The Biden plan otherwise doesn’t touch deferral. It would still let wealthy people go from year to year without paying income tax on capital gains they accrue if they don’t sell their assets. Deferral lets wealthy people such as Jeff Bezos and Warren Buffett pay extremely low effective tax rates on this income, as we explain here.
The American Jobs Plan, meanwhile, would partially reverse the deep corporate tax rate cut enacted by the 2017 law and strengthen that law’s international tax regime to reduce profit shifting to tax havens. Recall that the 2017 tax law cut the corporate tax rate from 35 percent to 21 percent, which has had a huge cost and no discernible economic benefit (see chart).
President Biden proposes to raise the corporate rate to 28 percent and invest the revenue in rebuilding our decaying infrastructure and increasing scientific research. This would be a good trade for the country, finds Moody’s Analytics: “Despite the higher corporate taxes and the larger government deficits, the plan provides a meaningful boost to the nation’s long-term economic growth.”
The third way in which the Biden plans would raise revenue, in addition to focusing on high-income individuals and corporations, is by rebuilding the IRS and addressing the tax gap. Since 2010 the IRS’s budget, particularly for its enforcement division, has been cut sharply, as the chart above highlights.
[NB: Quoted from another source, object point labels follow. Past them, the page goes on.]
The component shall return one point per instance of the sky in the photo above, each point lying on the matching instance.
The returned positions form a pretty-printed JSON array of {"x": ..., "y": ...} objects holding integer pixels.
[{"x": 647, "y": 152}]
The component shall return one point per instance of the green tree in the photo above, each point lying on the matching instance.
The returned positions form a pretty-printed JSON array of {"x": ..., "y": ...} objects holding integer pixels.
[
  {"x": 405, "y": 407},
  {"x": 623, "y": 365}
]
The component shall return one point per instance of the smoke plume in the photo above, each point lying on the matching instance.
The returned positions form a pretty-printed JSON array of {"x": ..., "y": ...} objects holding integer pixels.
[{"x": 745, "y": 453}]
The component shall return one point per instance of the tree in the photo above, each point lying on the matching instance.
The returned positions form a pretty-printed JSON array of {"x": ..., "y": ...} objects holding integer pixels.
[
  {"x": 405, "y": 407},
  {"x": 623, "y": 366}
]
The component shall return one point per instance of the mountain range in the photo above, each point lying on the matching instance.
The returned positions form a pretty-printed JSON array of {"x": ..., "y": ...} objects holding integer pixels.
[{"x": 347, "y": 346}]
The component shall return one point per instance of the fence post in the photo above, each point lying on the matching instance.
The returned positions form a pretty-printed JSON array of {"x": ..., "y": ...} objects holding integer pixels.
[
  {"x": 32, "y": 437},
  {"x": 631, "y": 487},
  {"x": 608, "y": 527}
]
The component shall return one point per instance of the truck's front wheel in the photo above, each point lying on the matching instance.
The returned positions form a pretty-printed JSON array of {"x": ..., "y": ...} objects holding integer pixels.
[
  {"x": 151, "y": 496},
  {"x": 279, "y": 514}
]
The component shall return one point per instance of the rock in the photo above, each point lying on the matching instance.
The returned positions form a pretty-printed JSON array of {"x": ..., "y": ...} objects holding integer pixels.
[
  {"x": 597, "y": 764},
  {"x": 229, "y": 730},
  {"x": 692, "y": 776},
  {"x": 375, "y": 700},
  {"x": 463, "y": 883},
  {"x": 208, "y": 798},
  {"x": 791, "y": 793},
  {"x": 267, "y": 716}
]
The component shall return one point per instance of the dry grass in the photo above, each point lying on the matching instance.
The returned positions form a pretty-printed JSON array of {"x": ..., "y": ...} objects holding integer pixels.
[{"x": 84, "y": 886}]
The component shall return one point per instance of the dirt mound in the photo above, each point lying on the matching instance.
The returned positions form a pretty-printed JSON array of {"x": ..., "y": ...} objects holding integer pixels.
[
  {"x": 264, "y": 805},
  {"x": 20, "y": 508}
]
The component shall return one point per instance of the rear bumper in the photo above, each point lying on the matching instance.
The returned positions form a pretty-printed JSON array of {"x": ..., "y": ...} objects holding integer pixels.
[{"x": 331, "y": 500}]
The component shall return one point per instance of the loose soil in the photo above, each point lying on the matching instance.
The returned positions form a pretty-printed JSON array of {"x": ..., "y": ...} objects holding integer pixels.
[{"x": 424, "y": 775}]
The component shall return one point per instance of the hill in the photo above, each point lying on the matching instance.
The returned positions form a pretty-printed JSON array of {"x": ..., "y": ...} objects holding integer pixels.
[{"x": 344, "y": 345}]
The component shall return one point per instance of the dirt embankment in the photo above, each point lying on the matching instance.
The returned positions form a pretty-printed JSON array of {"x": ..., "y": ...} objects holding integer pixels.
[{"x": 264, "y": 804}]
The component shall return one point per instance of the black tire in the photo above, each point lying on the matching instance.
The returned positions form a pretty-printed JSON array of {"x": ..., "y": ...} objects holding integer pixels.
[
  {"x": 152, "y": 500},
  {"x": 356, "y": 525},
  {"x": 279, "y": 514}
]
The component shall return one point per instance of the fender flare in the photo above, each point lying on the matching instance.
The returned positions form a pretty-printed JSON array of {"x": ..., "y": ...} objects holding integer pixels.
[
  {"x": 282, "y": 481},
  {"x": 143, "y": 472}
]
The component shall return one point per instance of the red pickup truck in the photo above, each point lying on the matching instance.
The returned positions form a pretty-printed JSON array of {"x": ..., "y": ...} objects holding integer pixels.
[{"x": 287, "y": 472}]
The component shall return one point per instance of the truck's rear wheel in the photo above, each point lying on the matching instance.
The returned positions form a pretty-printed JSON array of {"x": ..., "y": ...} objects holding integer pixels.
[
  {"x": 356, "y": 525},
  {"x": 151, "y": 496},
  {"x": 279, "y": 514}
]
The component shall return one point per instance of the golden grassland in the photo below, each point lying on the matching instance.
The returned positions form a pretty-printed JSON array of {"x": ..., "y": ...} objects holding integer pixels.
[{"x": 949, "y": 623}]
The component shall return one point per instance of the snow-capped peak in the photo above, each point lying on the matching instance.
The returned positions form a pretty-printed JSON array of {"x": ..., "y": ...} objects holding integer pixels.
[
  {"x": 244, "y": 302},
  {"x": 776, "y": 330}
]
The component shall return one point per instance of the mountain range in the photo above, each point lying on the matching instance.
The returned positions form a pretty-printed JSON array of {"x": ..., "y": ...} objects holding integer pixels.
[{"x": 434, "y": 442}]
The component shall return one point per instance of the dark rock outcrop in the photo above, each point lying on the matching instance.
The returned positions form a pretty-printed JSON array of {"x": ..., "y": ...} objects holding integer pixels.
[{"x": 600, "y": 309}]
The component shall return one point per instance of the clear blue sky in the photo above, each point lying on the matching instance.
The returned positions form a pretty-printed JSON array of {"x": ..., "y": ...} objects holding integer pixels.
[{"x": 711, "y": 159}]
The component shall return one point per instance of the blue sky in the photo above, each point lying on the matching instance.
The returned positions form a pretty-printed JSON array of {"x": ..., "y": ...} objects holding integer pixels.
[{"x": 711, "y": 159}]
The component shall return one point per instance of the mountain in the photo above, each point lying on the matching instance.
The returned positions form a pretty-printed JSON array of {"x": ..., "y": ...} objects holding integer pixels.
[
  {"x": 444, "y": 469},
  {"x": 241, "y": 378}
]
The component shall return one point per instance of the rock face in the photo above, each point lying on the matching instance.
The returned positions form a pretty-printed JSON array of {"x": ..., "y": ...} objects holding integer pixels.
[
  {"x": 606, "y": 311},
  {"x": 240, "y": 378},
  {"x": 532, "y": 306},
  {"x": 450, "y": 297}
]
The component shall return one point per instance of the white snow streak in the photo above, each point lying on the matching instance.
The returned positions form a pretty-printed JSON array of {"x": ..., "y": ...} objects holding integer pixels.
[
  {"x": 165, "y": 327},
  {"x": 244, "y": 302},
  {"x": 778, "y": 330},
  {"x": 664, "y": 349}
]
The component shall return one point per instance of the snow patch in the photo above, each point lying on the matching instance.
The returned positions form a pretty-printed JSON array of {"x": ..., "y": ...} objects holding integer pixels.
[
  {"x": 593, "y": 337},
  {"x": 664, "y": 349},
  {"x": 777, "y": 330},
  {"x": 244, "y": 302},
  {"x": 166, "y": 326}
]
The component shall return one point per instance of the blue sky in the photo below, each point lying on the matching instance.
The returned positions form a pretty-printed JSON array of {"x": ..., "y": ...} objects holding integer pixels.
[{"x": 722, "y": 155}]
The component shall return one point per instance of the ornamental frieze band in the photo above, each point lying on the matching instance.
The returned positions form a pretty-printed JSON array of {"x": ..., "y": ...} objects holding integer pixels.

These deep budget cuts have reduced by 39 percent the ranks of the auditors who focus on the most sophisticated returns, causing a plummet in audits of wealthy individuals (see chart) and large corporations.
President Biden is proposing an $80 billion infusion to restore the IRS and upgrade its systems. Importantly, the money would be locked in over multiple years to provide the IRS with the budget certainty it needs to rebuild. We explained how such a “mandatory” funding stream would work in a recent paper.
Biden’s proposals would also provide the final essential element of tax compliance: information. There’s a strong and well understood connection between information reporting and tax compliance, as the chart above shows. The Biden plan would help fill a glaring information reporting gap by requiring financial institutions to report gross in-flows and out-flows of bank accounts, just like they report interest and dividends today. Simply including these two new boxes on 1099 forms would help the IRS over time collect more legally owed tax on income that goes unreported today.
The final result of many of the last two decades’ policy choices — tax breaks for high income and wealth, worsened tax enforcement, and large, regressive tax cuts during the Bush and Trump Administrations — has been greater inequality and a weakened revenue base. In 2019, after two decades of these tax cuts, revenues stood at just 16.3 percent of gross domestic product (GDP), compared to 20 percent of GDP in 2000. (See chart.)
Study after study has shown supply-side tax cuts to be an economic and fiscal failure. One recent global study concluded: “[M]ajor reforms reducing taxes on the rich lead to higher income inequality as measured by the top 1 [percent] share of pre-tax national income. The effect remains stable in the medium term. In contrast, such reforms do not have any significant effect on economic growth and unemployment.”
The Biden Administration’s proposals recognize the failure of supply-side tax cuts for the wealthy and corporations and are designed to invest in an equitable and robust recovery — and a tax system that isn’t so skewed to those with high income and wealth.